GBH: [opens artisan tea and yarn business named "Damore'ea Stringfellow's"]. Let's stick with the offense. Running back Eugene Brazley is averaging 12.4 yards per carry. That’s almost a first down each time he gets the ball. And yet, he only has 17 carries on the season. Is this Hugh Freeze practicing a certain Southern Baptist penance? Masochism?
RCR: Brazley only plays on the last couple of drives of blowout wins. It’s the damnedest thing. Obviously the coaches are able to evaluate him in practice, but when he does get the ball, he usually makes good things happen. I don’t know. It’s odd. I can’t understand why they don’t just give him a few carries and see how it works. Sure, he is rumored to have trouble holding onto the ball, but at this point, whatever.
GBH: The Grove has a mythical, legendary reputation. The beauty, the Southern tarts, the helmet haired frat bros. Two parter – 1. What is THE Grove drink to carry in your red solo cup? 2. What’s the most ridiculous thing you've ever witnessed in the confines of the Grove?
- Almost exclusively bourbon. It doesn’t have to be the best bourbon (though I obviously prefer that), but it will be bourbon.
- When I was a sophomore in college, I was out late one Friday night setting up tents in the Grove. Ole Miss was playing Arkansas and not Alabama (this is an important point). One fraternity was, I assume, forcing its pledges to run up and down the Walk of Champions over and over again yelling, "ROLL TERRIBLE! WE’RE GONNA BEAT THAT ALABAMA ASSTOMORROW!"
As for ridiculous in another sense, I have literally seen someone polishing silver in the Grove… only once, but still.
GBH: Does Leigh Anne Tuohy call into Finebaum under a pseudonym? If so, what name? Is she Hugh Freeze’s helicopter mom?
RCR: I can’t say things about Leigh Anne Tuohy, because she’ll come after me on Twitter. I’m not ready for that. Seriously. She has been known to stick up for Hugh Freeze on occasion when people call him out for things. Perhaps she should get in his grill like she did in The Blindside and tell him to start, like, throwing the ball to Laquon Treadwell.
GBH: She does have quite the presence. She emasculated Tim McGraw in that film in a manner that is usually reserved for modern country music. I digress. This is the third time Texas A&M has visited Oxford in four years. The first two times, Johnny Manziel pulled out somewhat incredible victories.

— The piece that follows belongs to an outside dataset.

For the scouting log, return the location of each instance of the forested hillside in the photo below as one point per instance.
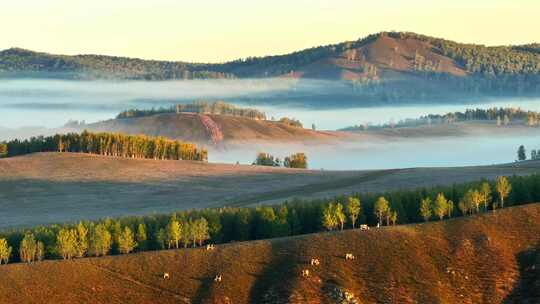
(385, 67)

How do you see Saturday night unfolding?
RCR: I think A&M will win going away. When the initial line was released at Ole Miss -5, I thought about writing a letter to the U.S. Department of the Treasury encouraging them to bet the house on A&M covering.
Ole Miss a) can’t defend the pass, b) may be playing without its top five pick DT, making it tough to defend the run, c) can’t run the football, and d) has been negligently coached this season. A&M 45 – Ole Miss 20.
GBH: Well my god. This IS dour. Let's put a bow on this thing - just how weird are Aggies?
In order to know this, I’d have to stop going to fancy, expensive parties and start mingling with peasants. You seem alright though, I guess.